Designed to update emergency broadcast systems of city sirens and TV alerts from the mid-fifties, PLAN is set to roll out across the country by end of 2012.
It is high time this low cost, customizable, high-tech alternative comes into place. And implemented correctly, this will not impact the privacy of individual citizens. Here’s why:
These systems should be designed to blast messages to each cellular tower in an impacted area. In turn, the tower should blast the message to every cell phone within its range. This doesn’t require mapping anything about a user, or pulling information back from that user’s phone. It’s simply a technology to push emergency content to every cell phone within an area to provide specific alerts about specific threats – whether those threats are natural disasters, terrorist threats, or otherwise.
By pushing messages to cell towers and then to any phone connected to that tower the system would know no more about the recipient than I would if I stood on a street corner and yelled out a warning to passersby who happened to be within hearing distance.
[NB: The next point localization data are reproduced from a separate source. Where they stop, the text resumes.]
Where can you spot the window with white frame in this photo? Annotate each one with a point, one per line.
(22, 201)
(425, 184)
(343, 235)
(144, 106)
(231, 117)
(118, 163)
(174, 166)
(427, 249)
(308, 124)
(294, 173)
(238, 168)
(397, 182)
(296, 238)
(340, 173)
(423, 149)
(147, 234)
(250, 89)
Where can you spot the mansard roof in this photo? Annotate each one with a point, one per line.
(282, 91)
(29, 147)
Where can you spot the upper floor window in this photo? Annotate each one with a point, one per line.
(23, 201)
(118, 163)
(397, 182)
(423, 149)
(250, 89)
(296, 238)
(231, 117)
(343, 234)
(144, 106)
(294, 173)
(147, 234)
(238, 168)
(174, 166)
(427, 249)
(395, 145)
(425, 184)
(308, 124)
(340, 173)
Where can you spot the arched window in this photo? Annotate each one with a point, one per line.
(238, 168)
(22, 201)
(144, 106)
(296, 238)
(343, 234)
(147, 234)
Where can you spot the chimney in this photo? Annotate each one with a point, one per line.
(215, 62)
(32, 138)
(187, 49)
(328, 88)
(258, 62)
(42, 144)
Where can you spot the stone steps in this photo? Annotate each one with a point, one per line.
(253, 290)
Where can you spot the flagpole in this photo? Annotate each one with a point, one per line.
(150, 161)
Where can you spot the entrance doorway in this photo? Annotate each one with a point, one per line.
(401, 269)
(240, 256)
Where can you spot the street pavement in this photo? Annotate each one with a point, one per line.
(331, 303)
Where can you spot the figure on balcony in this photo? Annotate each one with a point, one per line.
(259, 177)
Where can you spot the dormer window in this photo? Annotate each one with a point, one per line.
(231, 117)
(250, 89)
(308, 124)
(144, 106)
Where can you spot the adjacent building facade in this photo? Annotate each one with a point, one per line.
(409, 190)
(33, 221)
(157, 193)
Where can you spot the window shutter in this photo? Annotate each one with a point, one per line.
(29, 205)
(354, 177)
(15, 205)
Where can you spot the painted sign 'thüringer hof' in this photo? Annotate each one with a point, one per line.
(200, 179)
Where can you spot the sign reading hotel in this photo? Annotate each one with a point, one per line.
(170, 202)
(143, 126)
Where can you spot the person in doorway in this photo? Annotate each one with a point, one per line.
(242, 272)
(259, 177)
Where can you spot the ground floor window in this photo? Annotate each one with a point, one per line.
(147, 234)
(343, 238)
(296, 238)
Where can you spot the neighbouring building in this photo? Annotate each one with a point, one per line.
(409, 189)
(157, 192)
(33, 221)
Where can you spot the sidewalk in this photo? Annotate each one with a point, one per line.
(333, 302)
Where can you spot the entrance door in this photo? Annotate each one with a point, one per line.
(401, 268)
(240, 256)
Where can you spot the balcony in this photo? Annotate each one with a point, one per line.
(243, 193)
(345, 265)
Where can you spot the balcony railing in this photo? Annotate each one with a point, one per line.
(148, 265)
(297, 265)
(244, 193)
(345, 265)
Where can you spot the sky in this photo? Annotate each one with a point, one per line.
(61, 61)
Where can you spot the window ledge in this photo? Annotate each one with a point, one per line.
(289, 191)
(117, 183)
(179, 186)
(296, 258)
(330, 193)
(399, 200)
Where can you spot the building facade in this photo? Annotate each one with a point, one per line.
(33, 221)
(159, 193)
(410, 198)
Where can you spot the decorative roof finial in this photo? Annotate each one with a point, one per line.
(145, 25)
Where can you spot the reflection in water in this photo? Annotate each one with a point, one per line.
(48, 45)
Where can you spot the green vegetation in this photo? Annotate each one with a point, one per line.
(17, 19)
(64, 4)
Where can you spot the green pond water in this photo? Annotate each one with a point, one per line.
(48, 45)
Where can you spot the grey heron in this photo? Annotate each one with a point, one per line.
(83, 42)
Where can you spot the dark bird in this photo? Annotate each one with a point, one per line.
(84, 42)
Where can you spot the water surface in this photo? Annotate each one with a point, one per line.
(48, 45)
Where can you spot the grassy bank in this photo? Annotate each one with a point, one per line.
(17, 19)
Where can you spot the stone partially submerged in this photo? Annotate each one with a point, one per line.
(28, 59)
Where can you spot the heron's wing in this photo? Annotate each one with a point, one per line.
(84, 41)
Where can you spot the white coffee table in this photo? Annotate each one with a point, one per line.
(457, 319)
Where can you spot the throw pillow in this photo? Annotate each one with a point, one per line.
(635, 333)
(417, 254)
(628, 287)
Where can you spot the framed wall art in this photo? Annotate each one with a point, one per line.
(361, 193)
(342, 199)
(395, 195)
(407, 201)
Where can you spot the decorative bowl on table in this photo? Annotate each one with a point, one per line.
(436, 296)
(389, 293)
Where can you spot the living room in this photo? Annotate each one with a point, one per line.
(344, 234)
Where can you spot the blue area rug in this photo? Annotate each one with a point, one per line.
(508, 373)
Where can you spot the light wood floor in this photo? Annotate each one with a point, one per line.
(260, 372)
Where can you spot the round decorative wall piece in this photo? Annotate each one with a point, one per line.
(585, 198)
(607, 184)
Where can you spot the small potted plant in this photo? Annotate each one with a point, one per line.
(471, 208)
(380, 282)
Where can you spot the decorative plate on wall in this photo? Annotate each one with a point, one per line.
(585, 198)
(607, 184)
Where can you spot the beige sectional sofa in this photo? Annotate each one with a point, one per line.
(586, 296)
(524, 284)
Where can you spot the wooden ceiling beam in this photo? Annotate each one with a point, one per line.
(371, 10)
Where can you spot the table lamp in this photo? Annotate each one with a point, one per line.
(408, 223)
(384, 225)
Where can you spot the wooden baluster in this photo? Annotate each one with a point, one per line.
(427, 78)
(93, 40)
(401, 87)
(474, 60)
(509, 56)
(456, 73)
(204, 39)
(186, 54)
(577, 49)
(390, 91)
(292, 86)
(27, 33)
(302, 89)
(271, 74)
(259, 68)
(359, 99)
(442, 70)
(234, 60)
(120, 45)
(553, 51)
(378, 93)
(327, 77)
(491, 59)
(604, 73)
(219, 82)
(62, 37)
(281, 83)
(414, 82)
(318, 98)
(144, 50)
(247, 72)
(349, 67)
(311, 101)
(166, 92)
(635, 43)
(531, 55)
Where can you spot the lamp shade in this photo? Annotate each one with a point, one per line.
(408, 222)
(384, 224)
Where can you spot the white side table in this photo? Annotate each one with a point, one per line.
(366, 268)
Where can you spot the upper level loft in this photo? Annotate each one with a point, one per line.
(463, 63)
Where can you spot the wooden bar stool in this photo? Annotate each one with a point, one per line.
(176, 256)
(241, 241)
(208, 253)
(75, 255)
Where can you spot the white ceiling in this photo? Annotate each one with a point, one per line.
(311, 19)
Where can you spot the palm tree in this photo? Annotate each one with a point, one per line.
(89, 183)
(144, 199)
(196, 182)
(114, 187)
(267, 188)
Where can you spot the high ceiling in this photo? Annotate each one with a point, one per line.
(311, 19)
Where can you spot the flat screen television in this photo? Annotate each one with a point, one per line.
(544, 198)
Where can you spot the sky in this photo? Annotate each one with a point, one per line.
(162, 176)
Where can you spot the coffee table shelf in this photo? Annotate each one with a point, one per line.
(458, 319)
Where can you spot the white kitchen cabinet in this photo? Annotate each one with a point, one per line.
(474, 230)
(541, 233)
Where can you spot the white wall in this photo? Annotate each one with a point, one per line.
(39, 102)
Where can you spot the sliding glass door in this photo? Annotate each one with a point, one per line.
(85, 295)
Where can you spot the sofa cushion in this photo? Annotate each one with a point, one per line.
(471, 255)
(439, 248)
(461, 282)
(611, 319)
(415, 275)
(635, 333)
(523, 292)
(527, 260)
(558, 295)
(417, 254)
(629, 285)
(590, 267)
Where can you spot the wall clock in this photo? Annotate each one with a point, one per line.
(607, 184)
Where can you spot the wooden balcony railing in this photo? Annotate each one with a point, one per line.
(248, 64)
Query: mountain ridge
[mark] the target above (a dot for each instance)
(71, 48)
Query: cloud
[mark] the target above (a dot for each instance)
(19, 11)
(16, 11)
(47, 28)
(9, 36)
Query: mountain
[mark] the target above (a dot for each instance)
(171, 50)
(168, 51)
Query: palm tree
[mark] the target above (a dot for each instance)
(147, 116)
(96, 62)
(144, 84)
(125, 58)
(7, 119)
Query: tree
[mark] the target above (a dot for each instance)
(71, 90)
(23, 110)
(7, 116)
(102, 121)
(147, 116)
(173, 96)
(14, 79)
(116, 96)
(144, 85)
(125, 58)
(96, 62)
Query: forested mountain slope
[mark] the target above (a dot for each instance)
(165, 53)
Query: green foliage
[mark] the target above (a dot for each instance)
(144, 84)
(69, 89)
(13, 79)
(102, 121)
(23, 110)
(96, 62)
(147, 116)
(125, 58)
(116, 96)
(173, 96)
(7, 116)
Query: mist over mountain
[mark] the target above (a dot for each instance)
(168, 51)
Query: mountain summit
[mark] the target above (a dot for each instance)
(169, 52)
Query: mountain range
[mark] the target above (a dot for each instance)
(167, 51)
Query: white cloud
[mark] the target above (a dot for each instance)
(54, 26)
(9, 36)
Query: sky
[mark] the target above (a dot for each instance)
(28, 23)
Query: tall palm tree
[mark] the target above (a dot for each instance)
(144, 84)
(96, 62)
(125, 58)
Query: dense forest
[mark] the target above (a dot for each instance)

The brilliance of this technology is that warning messages can be honed to fit very specific locations. For example, those within a half-mile of where a river at flood stage is going to spill could be different than the message for those 3 miles away. Or, it could be providing different instructions as to where to bring wounded based on what roads are traversable.
If you don’t care to know when a disaster is headed your way, you will be able to opt out of the emergency alerts – but don’t then whine when disaster strikes. You will also be able to opt out of receiving Amber Alerts through this system (Amber alerts notify the public when a child has been abducted in their area so they can be on the lookout).
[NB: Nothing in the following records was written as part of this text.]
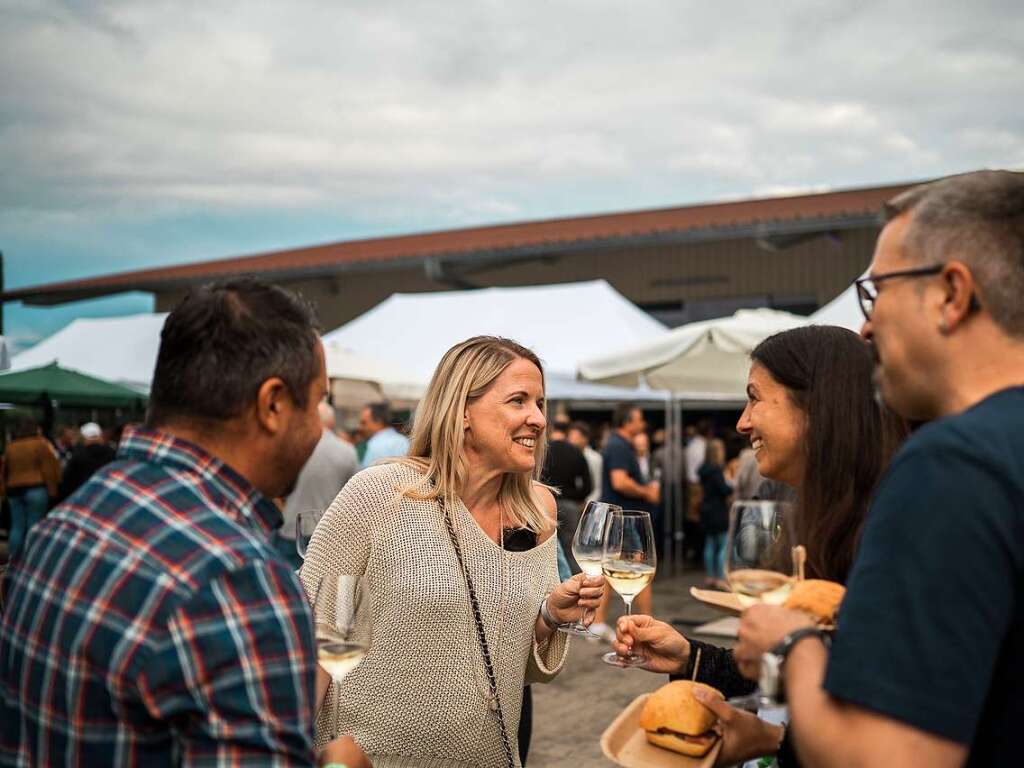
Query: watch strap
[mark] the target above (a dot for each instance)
(787, 642)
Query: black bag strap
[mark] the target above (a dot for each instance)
(481, 636)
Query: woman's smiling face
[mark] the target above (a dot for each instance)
(505, 423)
(776, 428)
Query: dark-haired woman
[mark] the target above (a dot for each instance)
(816, 427)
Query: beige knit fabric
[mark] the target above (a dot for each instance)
(419, 696)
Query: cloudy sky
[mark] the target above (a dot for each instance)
(142, 133)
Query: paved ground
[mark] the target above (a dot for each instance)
(570, 714)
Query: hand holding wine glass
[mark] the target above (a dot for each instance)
(761, 568)
(588, 549)
(628, 563)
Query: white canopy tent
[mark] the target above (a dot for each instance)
(562, 324)
(120, 349)
(124, 350)
(709, 356)
(844, 311)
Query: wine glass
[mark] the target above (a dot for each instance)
(588, 549)
(305, 524)
(761, 566)
(759, 560)
(628, 561)
(340, 612)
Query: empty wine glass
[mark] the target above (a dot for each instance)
(340, 612)
(305, 524)
(588, 549)
(629, 562)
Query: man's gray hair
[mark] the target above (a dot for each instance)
(977, 218)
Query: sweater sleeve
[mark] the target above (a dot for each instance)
(718, 669)
(340, 546)
(546, 658)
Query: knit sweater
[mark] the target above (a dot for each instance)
(419, 697)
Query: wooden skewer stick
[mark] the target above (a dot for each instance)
(800, 560)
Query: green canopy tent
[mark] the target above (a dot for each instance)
(52, 386)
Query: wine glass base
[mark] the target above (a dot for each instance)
(625, 662)
(577, 629)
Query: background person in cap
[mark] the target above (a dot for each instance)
(89, 456)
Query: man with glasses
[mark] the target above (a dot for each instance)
(926, 667)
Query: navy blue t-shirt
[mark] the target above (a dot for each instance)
(931, 632)
(620, 454)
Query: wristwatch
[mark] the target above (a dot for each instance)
(772, 660)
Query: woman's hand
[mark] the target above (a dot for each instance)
(663, 648)
(744, 735)
(574, 597)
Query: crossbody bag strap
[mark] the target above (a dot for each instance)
(481, 636)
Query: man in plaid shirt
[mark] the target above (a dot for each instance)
(148, 620)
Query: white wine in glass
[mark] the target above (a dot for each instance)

What you will not be able to opt out of are emergency alerts sent by the President, but since this Presidential messaging feature has been in place since the 1950’s without ever being used, the likelihood of receiving such a message is slim.
Imagine the difference this functionality could have made when SARS broke out, or when the 2004 tsunami hit Southeast Asia, or during Katrina, or in Japan with the devastating earthquake. When getting critical information to segments of the population is vital to their survival, nothing will work better than leveraging the technology in everyone’s pocket or purse.
While we do need to have oversight into the way these emergency broadcast systems are developed to ensure they do not encroach on our privacy, the tremendous boon these systems provide is a cause for celebration.